Que la infancia suele ser uno de los pilares a la hora de forjar el carácter de un hombre es axiomático. Y la de Rithy Panh, si bien resultó difícil como pocas, ha hecho que luego este hombre haya hecho documentales tan duros como magistrales. Nacido en un tiempo de convulsión política en Camboya, allá por los años 70, vivió la dictadura de Pol Pot y los Jemeres rojos. Toda su familia murió en las largas caminatas que obligaban a hacer a los campesinos y él mismo acabó internado en un campo de reeducación, del que se escapó en cuanto tuvo ocasión.
El caso es que tanta miseria y sufrimiento, en vez de corromper su alma avivaron su carácter combativo y Panh, muy solidarizado con los padecimientos del pueblo llano camboyano, ha realizado una serie de documentales sobre las dificultades que se encuentran en diferentes ámbitos. Hay muchas obras destacables, como La tierra de las ánimas errantes, El papel no puede envolver la brasa o La gente del arrozal.
Cualquiera de ellas es un destacable canto al humanismo. Pero hay una entre todas que tiene un aire especial. Se trata de S21: La máquina roja de matar, la película más directamente política de toda la filmografía de este director.
En ella se aborda la conversión de una antigua escuela secundaria al S21, un centro de detención y torturas que tuvo la desgracia de ser el lugar donde se llevo a cabo un auténtico genocidio. Tan solo tres personas de las 17.000 que estuvieron presas sobrevivieron.
Panh consiguió reunir a dos de los sobrevivientes y hacer que revivieran aquella época tan dura y se reencontrarán con el edificio que simboliza el horror que vivieron y todo en aras de tratar de comprender la verdad. Para ello, además de las dos víctimas, consigue que sean los propios verdugos, chicos veinteañeros durante la dictadura camboyana a los que la propaganda lavó el cerebro y provocó que cometieran las atrocidades que cometieron, los que vayan narrando la historia.

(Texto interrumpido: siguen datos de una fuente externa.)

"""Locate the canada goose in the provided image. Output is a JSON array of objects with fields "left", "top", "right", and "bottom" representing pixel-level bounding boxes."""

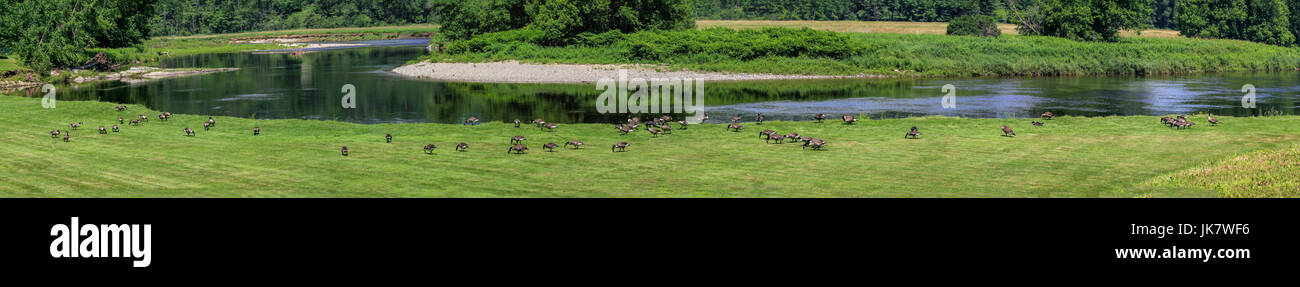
[
  {"left": 763, "top": 134, "right": 785, "bottom": 143},
  {"left": 840, "top": 114, "right": 858, "bottom": 125},
  {"left": 803, "top": 138, "right": 826, "bottom": 151},
  {"left": 564, "top": 139, "right": 582, "bottom": 149},
  {"left": 610, "top": 142, "right": 628, "bottom": 152},
  {"left": 614, "top": 125, "right": 636, "bottom": 135},
  {"left": 506, "top": 144, "right": 528, "bottom": 155},
  {"left": 727, "top": 123, "right": 745, "bottom": 132}
]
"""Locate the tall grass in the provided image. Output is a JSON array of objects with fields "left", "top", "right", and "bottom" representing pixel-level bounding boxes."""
[{"left": 430, "top": 27, "right": 1300, "bottom": 77}]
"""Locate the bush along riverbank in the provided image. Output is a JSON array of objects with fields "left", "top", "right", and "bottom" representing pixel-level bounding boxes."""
[
  {"left": 0, "top": 96, "right": 1300, "bottom": 197},
  {"left": 413, "top": 27, "right": 1300, "bottom": 77}
]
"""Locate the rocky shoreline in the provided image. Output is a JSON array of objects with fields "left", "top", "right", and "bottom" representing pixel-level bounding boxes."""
[{"left": 393, "top": 61, "right": 885, "bottom": 83}]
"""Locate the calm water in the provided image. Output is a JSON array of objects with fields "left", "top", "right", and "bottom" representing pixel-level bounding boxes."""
[{"left": 9, "top": 40, "right": 1300, "bottom": 123}]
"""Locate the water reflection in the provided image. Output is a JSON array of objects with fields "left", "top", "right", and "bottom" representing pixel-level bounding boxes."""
[{"left": 10, "top": 41, "right": 1300, "bottom": 123}]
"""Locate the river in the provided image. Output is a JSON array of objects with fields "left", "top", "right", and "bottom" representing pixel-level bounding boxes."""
[{"left": 9, "top": 40, "right": 1300, "bottom": 123}]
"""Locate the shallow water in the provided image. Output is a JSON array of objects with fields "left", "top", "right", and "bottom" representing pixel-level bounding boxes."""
[{"left": 9, "top": 40, "right": 1300, "bottom": 123}]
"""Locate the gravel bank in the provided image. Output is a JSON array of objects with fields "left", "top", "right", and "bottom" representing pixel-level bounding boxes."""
[{"left": 393, "top": 61, "right": 884, "bottom": 83}]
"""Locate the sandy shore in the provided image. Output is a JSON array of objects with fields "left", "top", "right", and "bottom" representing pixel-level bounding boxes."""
[{"left": 393, "top": 61, "right": 884, "bottom": 83}]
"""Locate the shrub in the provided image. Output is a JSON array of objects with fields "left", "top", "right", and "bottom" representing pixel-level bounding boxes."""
[{"left": 948, "top": 14, "right": 1002, "bottom": 36}]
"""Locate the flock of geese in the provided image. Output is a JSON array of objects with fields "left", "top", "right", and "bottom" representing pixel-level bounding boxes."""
[{"left": 49, "top": 105, "right": 1219, "bottom": 156}]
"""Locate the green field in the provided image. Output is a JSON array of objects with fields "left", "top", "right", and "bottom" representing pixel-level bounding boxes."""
[{"left": 0, "top": 96, "right": 1300, "bottom": 197}]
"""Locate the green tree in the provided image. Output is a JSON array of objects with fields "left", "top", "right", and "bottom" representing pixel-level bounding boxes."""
[{"left": 1177, "top": 0, "right": 1295, "bottom": 45}]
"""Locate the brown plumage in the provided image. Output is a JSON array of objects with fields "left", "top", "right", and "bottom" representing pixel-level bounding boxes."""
[
  {"left": 610, "top": 142, "right": 629, "bottom": 152},
  {"left": 803, "top": 138, "right": 826, "bottom": 151},
  {"left": 727, "top": 123, "right": 745, "bottom": 131},
  {"left": 506, "top": 144, "right": 528, "bottom": 155},
  {"left": 564, "top": 139, "right": 582, "bottom": 149},
  {"left": 763, "top": 134, "right": 785, "bottom": 143}
]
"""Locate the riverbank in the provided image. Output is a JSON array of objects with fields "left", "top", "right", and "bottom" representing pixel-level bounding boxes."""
[
  {"left": 0, "top": 96, "right": 1300, "bottom": 197},
  {"left": 393, "top": 61, "right": 883, "bottom": 83},
  {"left": 416, "top": 27, "right": 1300, "bottom": 77}
]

De hecho, Panh solo pone la cámara, pero no interviene en ningún momento. Víctimas y verdugos son los que nos van contando una historia que se revela durísima. Shoah quizá sea el documental más conocido sobre el horror de los grandes genocidios, pero desde luego el film del camboyano es capaz de helar la sangre a cualquiera. Las torturas, el día a día, las ejecuciones… no es una cinta que deje indiferente a nadie.
Pero, al mismo tiempo, gracias a ese mismo recurso de conseguir que sean los verdugos quienes hablen, el film hace un auténtico ejercicio psicológico. Vemos como han evolucionado esos mismos carceleros que durante su juventud accedieron a dejar a un lado su humanidad y realizar actos tan deleznables. Vemos como se han dado cuenta en su madurez del auténtico significado de lo que hicieron. Vemos como la propaganda que les lavó el cerebro es útil a corto plazo, pero a medio y largo pierde todo su sentido. Vemos como los hombres que fueron la mano ejecutora que rompió un país viven ahora su propio infierno cada día, atrapados por unos recuerdos que no pueden borrar y temiendo el día que alguien les pida cuentas.

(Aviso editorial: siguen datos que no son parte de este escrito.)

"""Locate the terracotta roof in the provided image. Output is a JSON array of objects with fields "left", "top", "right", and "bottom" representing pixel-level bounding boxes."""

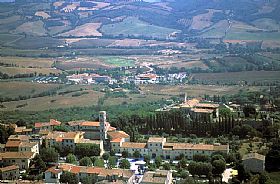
[
  {"left": 35, "top": 119, "right": 61, "bottom": 128},
  {"left": 191, "top": 108, "right": 214, "bottom": 114},
  {"left": 46, "top": 167, "right": 62, "bottom": 174},
  {"left": 70, "top": 166, "right": 81, "bottom": 174},
  {"left": 108, "top": 131, "right": 130, "bottom": 140},
  {"left": 148, "top": 137, "right": 165, "bottom": 143},
  {"left": 181, "top": 98, "right": 199, "bottom": 108},
  {"left": 8, "top": 135, "right": 29, "bottom": 141},
  {"left": 80, "top": 121, "right": 100, "bottom": 126},
  {"left": 142, "top": 171, "right": 168, "bottom": 184},
  {"left": 0, "top": 152, "right": 35, "bottom": 159},
  {"left": 0, "top": 165, "right": 19, "bottom": 172},
  {"left": 19, "top": 142, "right": 38, "bottom": 148},
  {"left": 63, "top": 132, "right": 82, "bottom": 139},
  {"left": 67, "top": 120, "right": 85, "bottom": 126},
  {"left": 195, "top": 103, "right": 220, "bottom": 109},
  {"left": 110, "top": 138, "right": 123, "bottom": 143},
  {"left": 242, "top": 153, "right": 265, "bottom": 160},
  {"left": 5, "top": 140, "right": 21, "bottom": 148},
  {"left": 163, "top": 143, "right": 228, "bottom": 151},
  {"left": 121, "top": 142, "right": 147, "bottom": 149},
  {"left": 108, "top": 126, "right": 117, "bottom": 132}
]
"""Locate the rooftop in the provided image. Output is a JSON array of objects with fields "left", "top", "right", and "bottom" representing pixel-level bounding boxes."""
[
  {"left": 0, "top": 152, "right": 35, "bottom": 159},
  {"left": 148, "top": 137, "right": 166, "bottom": 143},
  {"left": 142, "top": 171, "right": 169, "bottom": 184},
  {"left": 191, "top": 108, "right": 214, "bottom": 114},
  {"left": 242, "top": 153, "right": 265, "bottom": 160},
  {"left": 0, "top": 165, "right": 19, "bottom": 172},
  {"left": 195, "top": 103, "right": 220, "bottom": 109},
  {"left": 108, "top": 131, "right": 129, "bottom": 140},
  {"left": 121, "top": 142, "right": 147, "bottom": 149}
]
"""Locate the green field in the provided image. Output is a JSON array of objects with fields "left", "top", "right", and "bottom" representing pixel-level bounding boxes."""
[
  {"left": 101, "top": 17, "right": 179, "bottom": 38},
  {"left": 193, "top": 71, "right": 280, "bottom": 82},
  {"left": 101, "top": 56, "right": 135, "bottom": 67}
]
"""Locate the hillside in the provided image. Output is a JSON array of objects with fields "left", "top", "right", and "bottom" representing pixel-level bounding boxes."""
[{"left": 0, "top": 0, "right": 280, "bottom": 48}]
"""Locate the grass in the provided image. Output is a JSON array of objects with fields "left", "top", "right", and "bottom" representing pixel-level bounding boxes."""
[
  {"left": 267, "top": 171, "right": 280, "bottom": 184},
  {"left": 0, "top": 66, "right": 61, "bottom": 76},
  {"left": 0, "top": 34, "right": 23, "bottom": 45},
  {"left": 14, "top": 20, "right": 46, "bottom": 36},
  {"left": 0, "top": 81, "right": 59, "bottom": 98},
  {"left": 0, "top": 57, "right": 53, "bottom": 68},
  {"left": 101, "top": 17, "right": 178, "bottom": 38},
  {"left": 193, "top": 71, "right": 280, "bottom": 82},
  {"left": 101, "top": 56, "right": 135, "bottom": 67}
]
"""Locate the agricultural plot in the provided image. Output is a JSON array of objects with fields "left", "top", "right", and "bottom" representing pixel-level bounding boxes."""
[
  {"left": 225, "top": 22, "right": 280, "bottom": 40},
  {"left": 0, "top": 57, "right": 53, "bottom": 68},
  {"left": 193, "top": 71, "right": 280, "bottom": 83},
  {"left": 0, "top": 81, "right": 59, "bottom": 98},
  {"left": 0, "top": 34, "right": 23, "bottom": 45},
  {"left": 140, "top": 85, "right": 256, "bottom": 97},
  {"left": 190, "top": 10, "right": 217, "bottom": 30},
  {"left": 253, "top": 18, "right": 280, "bottom": 30},
  {"left": 12, "top": 20, "right": 47, "bottom": 36},
  {"left": 59, "top": 23, "right": 102, "bottom": 37},
  {"left": 101, "top": 57, "right": 135, "bottom": 67},
  {"left": 201, "top": 20, "right": 229, "bottom": 38},
  {"left": 1, "top": 90, "right": 104, "bottom": 111},
  {"left": 0, "top": 66, "right": 61, "bottom": 76},
  {"left": 101, "top": 17, "right": 180, "bottom": 38}
]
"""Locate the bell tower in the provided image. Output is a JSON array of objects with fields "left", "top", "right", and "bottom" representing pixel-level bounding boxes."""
[{"left": 99, "top": 111, "right": 107, "bottom": 141}]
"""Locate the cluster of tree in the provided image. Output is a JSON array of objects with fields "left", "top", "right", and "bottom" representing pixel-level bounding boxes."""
[
  {"left": 0, "top": 125, "right": 15, "bottom": 144},
  {"left": 0, "top": 86, "right": 62, "bottom": 103}
]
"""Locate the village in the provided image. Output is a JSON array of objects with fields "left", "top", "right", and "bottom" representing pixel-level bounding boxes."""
[{"left": 0, "top": 96, "right": 272, "bottom": 184}]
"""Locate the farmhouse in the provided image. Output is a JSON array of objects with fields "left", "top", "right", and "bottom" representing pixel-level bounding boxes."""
[
  {"left": 242, "top": 153, "right": 265, "bottom": 173},
  {"left": 45, "top": 164, "right": 134, "bottom": 183},
  {"left": 35, "top": 119, "right": 61, "bottom": 133},
  {"left": 66, "top": 111, "right": 116, "bottom": 141},
  {"left": 0, "top": 165, "right": 19, "bottom": 180},
  {"left": 0, "top": 152, "right": 36, "bottom": 170},
  {"left": 45, "top": 132, "right": 104, "bottom": 155},
  {"left": 141, "top": 170, "right": 172, "bottom": 184},
  {"left": 111, "top": 137, "right": 229, "bottom": 160}
]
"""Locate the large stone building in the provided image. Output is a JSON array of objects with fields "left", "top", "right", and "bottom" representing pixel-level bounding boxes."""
[
  {"left": 66, "top": 111, "right": 116, "bottom": 142},
  {"left": 111, "top": 137, "right": 229, "bottom": 160},
  {"left": 45, "top": 131, "right": 104, "bottom": 155},
  {"left": 0, "top": 152, "right": 36, "bottom": 170},
  {"left": 0, "top": 165, "right": 19, "bottom": 180},
  {"left": 140, "top": 170, "right": 172, "bottom": 184},
  {"left": 242, "top": 153, "right": 265, "bottom": 173},
  {"left": 45, "top": 164, "right": 134, "bottom": 183}
]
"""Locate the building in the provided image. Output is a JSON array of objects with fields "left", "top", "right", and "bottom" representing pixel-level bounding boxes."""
[
  {"left": 5, "top": 140, "right": 39, "bottom": 154},
  {"left": 0, "top": 152, "right": 36, "bottom": 170},
  {"left": 35, "top": 119, "right": 61, "bottom": 133},
  {"left": 111, "top": 137, "right": 229, "bottom": 160},
  {"left": 156, "top": 97, "right": 219, "bottom": 122},
  {"left": 242, "top": 153, "right": 265, "bottom": 173},
  {"left": 66, "top": 111, "right": 116, "bottom": 141},
  {"left": 134, "top": 74, "right": 159, "bottom": 84},
  {"left": 45, "top": 164, "right": 134, "bottom": 183},
  {"left": 45, "top": 131, "right": 104, "bottom": 155},
  {"left": 15, "top": 125, "right": 33, "bottom": 135},
  {"left": 0, "top": 165, "right": 19, "bottom": 180},
  {"left": 140, "top": 170, "right": 172, "bottom": 184}
]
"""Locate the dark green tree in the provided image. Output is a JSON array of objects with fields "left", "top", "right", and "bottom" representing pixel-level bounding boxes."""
[
  {"left": 59, "top": 172, "right": 79, "bottom": 184},
  {"left": 120, "top": 159, "right": 130, "bottom": 169},
  {"left": 80, "top": 157, "right": 92, "bottom": 166}
]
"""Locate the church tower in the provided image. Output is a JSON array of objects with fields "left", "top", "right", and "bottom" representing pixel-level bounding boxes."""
[{"left": 99, "top": 111, "right": 108, "bottom": 142}]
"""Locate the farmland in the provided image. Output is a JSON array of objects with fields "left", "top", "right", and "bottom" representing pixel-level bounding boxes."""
[
  {"left": 193, "top": 71, "right": 280, "bottom": 83},
  {"left": 101, "top": 17, "right": 178, "bottom": 38},
  {"left": 59, "top": 23, "right": 102, "bottom": 37}
]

¿Y qué decir de las víctimas? Las víctimas parecen no buscar ya nada de lo que parecería lógico. Ni la verdad, que a fin de cuentas no va a cambiar nada, ni la venganza, ni la compensación. Lo único que parecen buscar es compartir su experiencia, que el mundo sepa lo que pasó dentro de ese centro donde un buen día la estupidez humana cometió todos los excesos contra los que alertaba la educación que se impartía en esas mismas salas.
El largometraje es tan duro como recomendable. A veces uno necesita una dosis de realidad para saber hasta donde puede llegar lo peor del lado humano. Y también para saber que el mal tiene sus propias consecuencias.